Tuesday, November 4, 2003, 9:00 am, Room 320

Session: Development and Characterization of MEMS and NEMS Materials
Presenter: A.V. Sumant, University of Wisconsin, Madison
Authors: A.V. Sumant, University of Wisconsin, Madison
D.S. Grierson, University of Wisconsin, Madison
J.E. Gerbi, Argonne National Laboratory
J.A. Carlisle, Argonne National Laboratory
O. Auciello, Argonne National Laboratory
R.W. Carpick, University of Wisconsin, Madison
Correspondent: Click to Email
Characterization of MEMS and NEMS devices at small length scales is extremely important in order to understand the factors that dictate the performance of these devices. Ultrananocrystalline diamond (UNCD), in particular, has exceptional physical, electrical, chemical and tribological properties (nearly equivalent to those of single crystal diamond). UNCD is being considered as one of the most promising materials for the fabrication of high performance MEMS devices. However, little is known about the surface chemistry of this material, and how such surface chemistry will affect the UNCD performance, particularly in case of rolling or sliding contacts at both the micro and nano level. We have carried out detailed, systematic studies of UNCD thin films by various analytical techniques including Auger electron spectroscopy (AES), X-ray photoelectron spectroscopy (XPS), Raman spectroscopy, and atomic force microscopy (AFM) to understand the chemical nature, phase, and microstructure of the UNCD surface.

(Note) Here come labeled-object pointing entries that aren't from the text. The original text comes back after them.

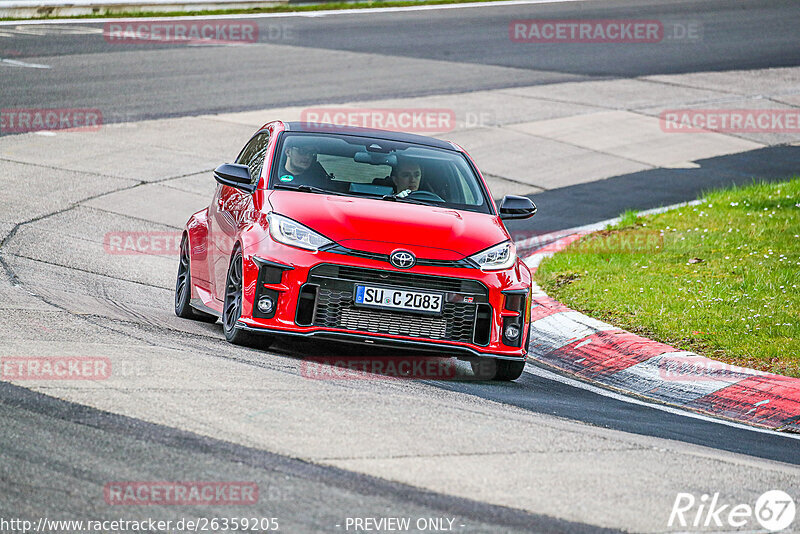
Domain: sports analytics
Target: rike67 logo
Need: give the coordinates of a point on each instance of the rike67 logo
(774, 511)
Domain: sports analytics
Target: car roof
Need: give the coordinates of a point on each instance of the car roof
(402, 137)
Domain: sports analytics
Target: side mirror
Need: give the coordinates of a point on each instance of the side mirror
(234, 175)
(514, 207)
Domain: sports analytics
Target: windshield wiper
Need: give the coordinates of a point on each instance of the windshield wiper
(306, 189)
(394, 198)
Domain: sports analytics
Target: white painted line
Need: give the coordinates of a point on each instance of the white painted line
(560, 329)
(15, 63)
(546, 239)
(321, 13)
(549, 375)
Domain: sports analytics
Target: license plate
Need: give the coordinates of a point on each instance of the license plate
(399, 299)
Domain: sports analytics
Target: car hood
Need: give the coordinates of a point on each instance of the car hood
(383, 226)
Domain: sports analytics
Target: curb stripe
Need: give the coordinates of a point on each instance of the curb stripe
(593, 350)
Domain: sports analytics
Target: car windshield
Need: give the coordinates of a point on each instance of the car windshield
(383, 169)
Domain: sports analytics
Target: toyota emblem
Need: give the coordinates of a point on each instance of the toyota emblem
(402, 259)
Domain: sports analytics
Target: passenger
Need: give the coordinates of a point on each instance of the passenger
(301, 167)
(406, 176)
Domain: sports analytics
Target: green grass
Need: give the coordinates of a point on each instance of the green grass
(720, 279)
(256, 10)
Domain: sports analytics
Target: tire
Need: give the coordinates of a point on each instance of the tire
(497, 370)
(232, 309)
(183, 289)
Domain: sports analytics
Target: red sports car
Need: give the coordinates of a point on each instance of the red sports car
(362, 235)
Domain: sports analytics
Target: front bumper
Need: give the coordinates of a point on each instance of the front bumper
(313, 292)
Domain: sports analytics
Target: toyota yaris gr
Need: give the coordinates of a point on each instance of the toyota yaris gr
(359, 235)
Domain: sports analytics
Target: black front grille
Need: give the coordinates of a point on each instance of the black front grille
(335, 306)
(395, 278)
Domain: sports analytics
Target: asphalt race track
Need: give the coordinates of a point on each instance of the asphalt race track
(542, 454)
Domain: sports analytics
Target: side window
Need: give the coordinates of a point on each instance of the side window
(253, 155)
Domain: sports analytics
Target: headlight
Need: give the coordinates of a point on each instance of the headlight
(285, 230)
(498, 257)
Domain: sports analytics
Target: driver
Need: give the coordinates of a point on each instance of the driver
(301, 167)
(406, 176)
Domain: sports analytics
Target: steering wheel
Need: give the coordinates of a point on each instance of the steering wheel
(425, 195)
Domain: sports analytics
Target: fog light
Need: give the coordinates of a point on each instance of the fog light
(265, 304)
(512, 332)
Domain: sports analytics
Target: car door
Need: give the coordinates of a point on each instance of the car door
(228, 211)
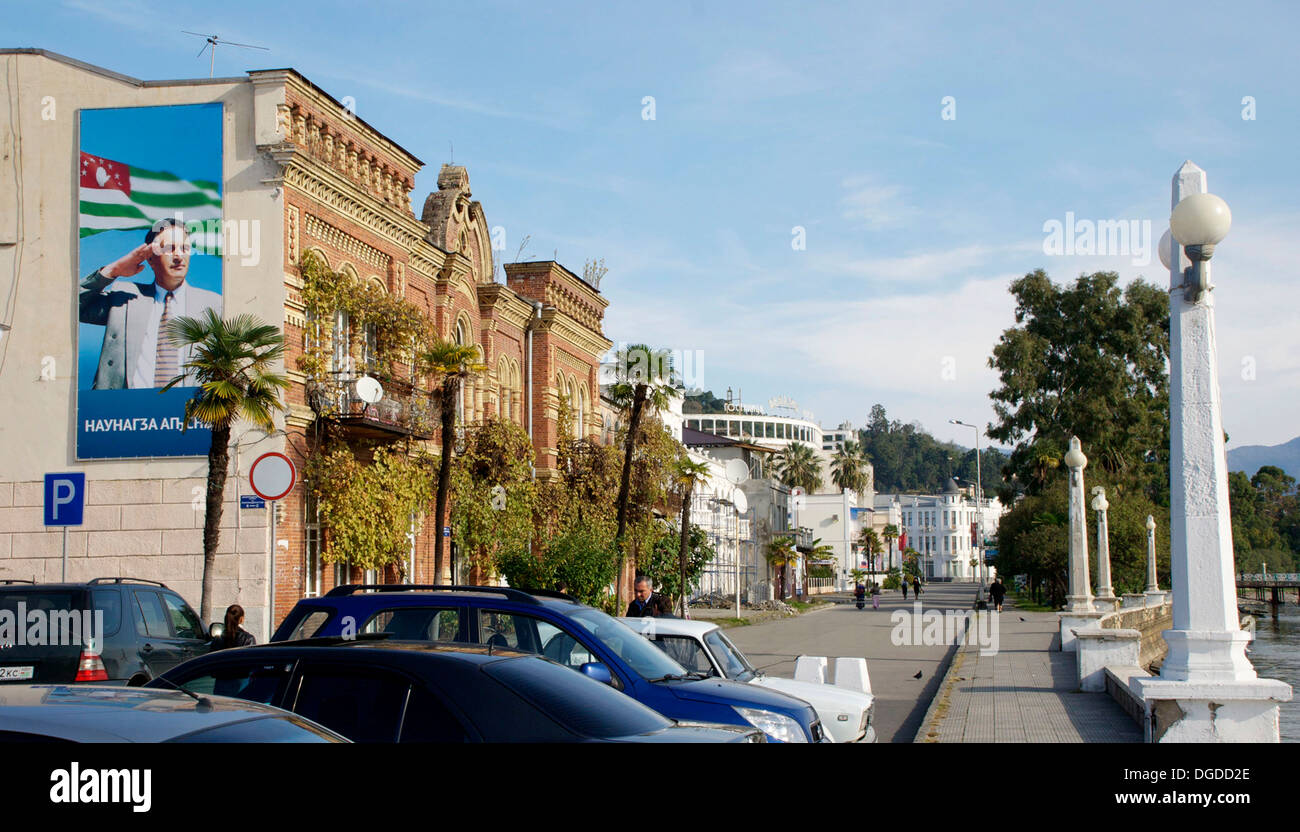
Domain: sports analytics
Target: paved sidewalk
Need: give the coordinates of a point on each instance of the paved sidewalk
(1025, 693)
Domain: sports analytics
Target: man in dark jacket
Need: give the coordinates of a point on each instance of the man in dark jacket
(648, 603)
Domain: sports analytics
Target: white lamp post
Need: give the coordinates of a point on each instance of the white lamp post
(1207, 689)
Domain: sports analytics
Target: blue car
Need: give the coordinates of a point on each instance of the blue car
(559, 628)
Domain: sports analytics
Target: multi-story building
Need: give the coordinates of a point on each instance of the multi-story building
(282, 168)
(947, 529)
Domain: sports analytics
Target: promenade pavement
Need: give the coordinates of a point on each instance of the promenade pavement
(1025, 693)
(843, 631)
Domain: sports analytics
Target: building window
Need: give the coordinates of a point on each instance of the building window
(312, 567)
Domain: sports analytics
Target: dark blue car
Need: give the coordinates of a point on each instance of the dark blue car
(559, 628)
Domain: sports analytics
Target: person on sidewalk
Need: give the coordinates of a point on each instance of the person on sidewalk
(996, 593)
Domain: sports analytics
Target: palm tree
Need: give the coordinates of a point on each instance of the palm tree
(688, 473)
(780, 554)
(846, 469)
(453, 364)
(800, 467)
(871, 545)
(642, 380)
(889, 534)
(232, 365)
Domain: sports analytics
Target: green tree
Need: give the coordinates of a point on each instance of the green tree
(451, 364)
(642, 381)
(688, 473)
(800, 467)
(232, 365)
(1086, 360)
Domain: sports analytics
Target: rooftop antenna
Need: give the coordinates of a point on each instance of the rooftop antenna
(212, 40)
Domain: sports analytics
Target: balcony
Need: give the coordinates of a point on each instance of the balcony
(403, 410)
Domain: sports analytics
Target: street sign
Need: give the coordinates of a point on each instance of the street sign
(65, 498)
(272, 476)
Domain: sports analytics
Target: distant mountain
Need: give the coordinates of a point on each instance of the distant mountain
(1251, 458)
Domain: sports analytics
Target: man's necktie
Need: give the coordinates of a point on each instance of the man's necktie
(165, 364)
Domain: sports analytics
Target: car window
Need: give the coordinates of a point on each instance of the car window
(685, 651)
(416, 623)
(580, 703)
(260, 729)
(261, 681)
(155, 616)
(559, 646)
(429, 720)
(185, 623)
(507, 629)
(109, 602)
(363, 705)
(308, 625)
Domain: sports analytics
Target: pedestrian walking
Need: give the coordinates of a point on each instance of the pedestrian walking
(234, 636)
(997, 592)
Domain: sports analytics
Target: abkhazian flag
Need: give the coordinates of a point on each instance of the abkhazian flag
(116, 196)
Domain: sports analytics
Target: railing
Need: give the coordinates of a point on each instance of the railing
(403, 410)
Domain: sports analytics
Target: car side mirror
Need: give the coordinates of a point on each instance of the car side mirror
(597, 671)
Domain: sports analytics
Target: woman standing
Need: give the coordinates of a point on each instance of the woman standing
(234, 636)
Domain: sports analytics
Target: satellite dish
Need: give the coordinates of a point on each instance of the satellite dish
(368, 389)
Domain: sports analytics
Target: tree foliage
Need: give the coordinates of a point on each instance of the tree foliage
(1086, 360)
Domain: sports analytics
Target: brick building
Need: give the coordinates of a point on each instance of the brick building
(300, 173)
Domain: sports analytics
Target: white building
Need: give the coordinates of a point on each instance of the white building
(945, 529)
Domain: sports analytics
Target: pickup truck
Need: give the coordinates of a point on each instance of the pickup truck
(701, 646)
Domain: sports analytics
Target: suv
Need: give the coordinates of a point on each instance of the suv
(559, 628)
(147, 629)
(382, 690)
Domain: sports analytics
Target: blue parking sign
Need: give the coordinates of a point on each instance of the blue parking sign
(65, 498)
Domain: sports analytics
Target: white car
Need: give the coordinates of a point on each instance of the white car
(702, 648)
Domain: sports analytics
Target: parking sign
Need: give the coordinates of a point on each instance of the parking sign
(65, 498)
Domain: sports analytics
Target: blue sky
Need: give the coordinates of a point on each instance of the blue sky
(826, 117)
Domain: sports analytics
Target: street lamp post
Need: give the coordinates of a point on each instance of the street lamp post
(979, 506)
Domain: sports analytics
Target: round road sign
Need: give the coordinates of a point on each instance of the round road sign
(272, 476)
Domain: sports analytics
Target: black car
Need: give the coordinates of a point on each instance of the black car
(381, 690)
(147, 629)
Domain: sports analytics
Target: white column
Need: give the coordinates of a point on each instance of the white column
(1105, 594)
(1080, 593)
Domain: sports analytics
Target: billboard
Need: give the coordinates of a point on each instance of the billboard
(148, 221)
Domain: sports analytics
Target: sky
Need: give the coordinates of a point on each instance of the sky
(827, 202)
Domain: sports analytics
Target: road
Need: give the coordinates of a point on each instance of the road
(901, 700)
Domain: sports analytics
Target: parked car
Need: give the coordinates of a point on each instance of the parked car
(382, 690)
(100, 714)
(701, 646)
(562, 629)
(147, 629)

We have found that there is a significant difference in the structural and chemical properties between the as-grown UNCD top surface and the underside of the film as revealed after etching away the substrate. Characterizing the underside of the film is particularly important because in most cases (e.g. micro-engines and cantilever based switches), the underside of the film makes contact with the underlying surface below. We will discuss how these properties are influenced by various aspects of the microwave PECVD growth process, including the initial nucleation pre-treatment and the gas chemistry used during growth, and how one can engineer the surface by tuning these growth parameters. Finally, we will discuss how such changes may affect UNCD performance at MEMS length scales.